I suppose it's not immediately obvious that it's a one-off purchase, so I'll be working on the design aspect of this.
Thanks for your interest and suggestions!
Why email at this point and not just Anki?
Not the person you asked - but for me it is that I check emails compulsively any other app I have to remember/tend to forget. Like Todoist is great but I can go weeks without opening it and I skip tasks because of it unless I set email notifications.
Hmm. SRS is a daily commitment though. If you skip it the reviews just pile up, which tends to be painful enough that you quickly learn it's a daily commitment. I couldn't imagine getting 150 emails a day to review stuff, or that being a workable UX.
I think 10-20 flashcards a day is better than 0. But on the other hand it might not be rate to learn something quickly enough.
With the original Anki algorithm the rule of thumb is your daily review load will be 5x your rate of new cards per day. So 10 to 20 reviews per day is between 2 to 4 new cards per day. Definitely not enough for language learning, which is my use-case, but may be ok for certain other things.

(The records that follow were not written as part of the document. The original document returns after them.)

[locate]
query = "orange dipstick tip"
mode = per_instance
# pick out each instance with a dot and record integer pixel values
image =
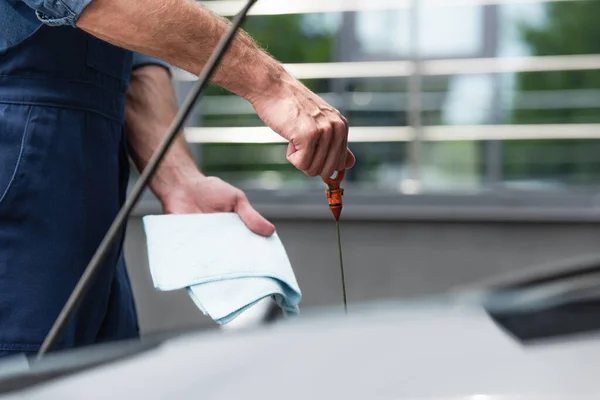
(335, 193)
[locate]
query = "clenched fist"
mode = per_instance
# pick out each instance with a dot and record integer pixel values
(317, 133)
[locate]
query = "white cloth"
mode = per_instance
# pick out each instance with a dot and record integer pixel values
(225, 267)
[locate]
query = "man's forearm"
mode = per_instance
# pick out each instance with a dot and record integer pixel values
(183, 33)
(150, 108)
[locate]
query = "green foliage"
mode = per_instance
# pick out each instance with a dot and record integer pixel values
(571, 28)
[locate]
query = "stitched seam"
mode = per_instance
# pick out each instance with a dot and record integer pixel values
(18, 163)
(35, 78)
(60, 105)
(71, 12)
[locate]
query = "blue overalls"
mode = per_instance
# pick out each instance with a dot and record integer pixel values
(63, 176)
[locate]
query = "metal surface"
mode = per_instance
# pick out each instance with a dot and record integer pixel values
(436, 349)
(337, 228)
(434, 67)
(115, 229)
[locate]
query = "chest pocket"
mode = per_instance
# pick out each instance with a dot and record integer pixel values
(110, 64)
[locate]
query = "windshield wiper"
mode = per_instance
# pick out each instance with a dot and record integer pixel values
(551, 301)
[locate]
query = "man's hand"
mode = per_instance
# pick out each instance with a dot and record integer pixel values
(184, 34)
(212, 195)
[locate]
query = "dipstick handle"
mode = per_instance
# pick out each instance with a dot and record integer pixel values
(334, 194)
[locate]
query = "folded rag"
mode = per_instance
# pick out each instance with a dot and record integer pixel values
(225, 267)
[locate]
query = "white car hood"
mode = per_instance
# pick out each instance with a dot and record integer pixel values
(450, 352)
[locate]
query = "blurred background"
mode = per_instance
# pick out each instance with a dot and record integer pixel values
(475, 125)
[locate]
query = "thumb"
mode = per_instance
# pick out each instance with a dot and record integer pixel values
(253, 220)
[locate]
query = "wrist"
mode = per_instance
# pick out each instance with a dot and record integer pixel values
(270, 81)
(168, 181)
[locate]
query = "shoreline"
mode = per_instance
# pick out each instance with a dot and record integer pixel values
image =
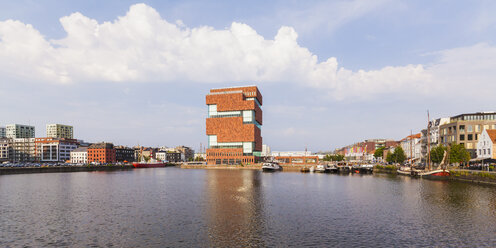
(62, 169)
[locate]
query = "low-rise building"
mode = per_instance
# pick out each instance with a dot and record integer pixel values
(79, 155)
(23, 150)
(124, 154)
(487, 144)
(5, 149)
(18, 131)
(465, 129)
(2, 132)
(102, 153)
(412, 147)
(186, 151)
(297, 160)
(59, 131)
(54, 149)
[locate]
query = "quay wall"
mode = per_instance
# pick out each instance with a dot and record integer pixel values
(242, 167)
(55, 169)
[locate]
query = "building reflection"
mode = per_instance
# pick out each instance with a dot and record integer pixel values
(235, 209)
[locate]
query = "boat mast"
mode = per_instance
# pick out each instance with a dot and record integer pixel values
(428, 141)
(411, 153)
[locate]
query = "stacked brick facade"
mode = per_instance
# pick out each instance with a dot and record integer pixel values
(237, 138)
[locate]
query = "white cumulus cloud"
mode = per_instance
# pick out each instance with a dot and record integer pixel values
(143, 47)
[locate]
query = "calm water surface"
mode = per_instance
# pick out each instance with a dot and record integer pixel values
(174, 207)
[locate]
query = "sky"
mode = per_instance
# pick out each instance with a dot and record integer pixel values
(331, 73)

> 2 to 4 new cards per day. Definitely not enough for language learning
What is your expected rate of acquisition for a new language?
40*365 ~ 14 000 new cards a year - that's a ten thousand word vocabulary with four thousand cards to spare for grammar, idioms etc?
When I learned Japanese around 15 years ago I did 10k in one year. Was a great pace. Still speak it to this day, so it worked like a charm.
I try to target 35 a day, and expect to hit that at least 80% of the time.